Body-size and temperature are the major factors explaining metabolic rate, and the additional factor of pH is a major driver at the biochemical level. These three factors have frequently been found to interact, complicating the formulation of broad models predicting metabolic rates and hence ecological functioning. In this first study of the effects of warming and ocean acidification, and their potential interaction, on metabolic rate across a broad body-size range (two-to-three orders of magnitude difference in body mass) we addressed the impact of climate change on the sea urchin Heliocidaris erythrogramma in context with climate projections for east Australia, an ocean warming hotspot. Urchins were gradually introduced to two temperatures (18 and 23 °C) and two pH (7.5 and 8.0), and maintained for two months. That a new physiological steady-state had been reached, otherwise know as acclimation, was validated through identical experimental trials separated by several weeks.
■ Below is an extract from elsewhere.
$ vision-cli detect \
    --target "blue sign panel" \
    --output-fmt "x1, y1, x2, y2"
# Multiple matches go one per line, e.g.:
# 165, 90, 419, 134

The relationship between body-size, temperature and acidification on the metabolic rate of H. erythrogramma was strikingly stable. Both stressors caused increases in metabolic rate; 20% for temperature and 19% for pH. Combined effects were additive; a 44% increase in metabolism. Body-size had a highly stable relationship with metabolic rate regardless of temperature or pH. None of these diverse drivers of metabolism interacted or modulated the effects of the others, highlighting the partitioned nature of how each influences metabolic rate, and the importance of achieving a full acclimation state. Despite these increases in energetic demand there was very limited capacity for compensatory modulating of feeding rate; food consumption increased only in the very smallest specimens, and only in response to temperature, and not pH. Our data show that warming, acidification and body-size all substantially affect metabolism and are highly consistent and partitioned in their effects, and for H. erythrogramma near-future climate change will incur a substantial energetic cost.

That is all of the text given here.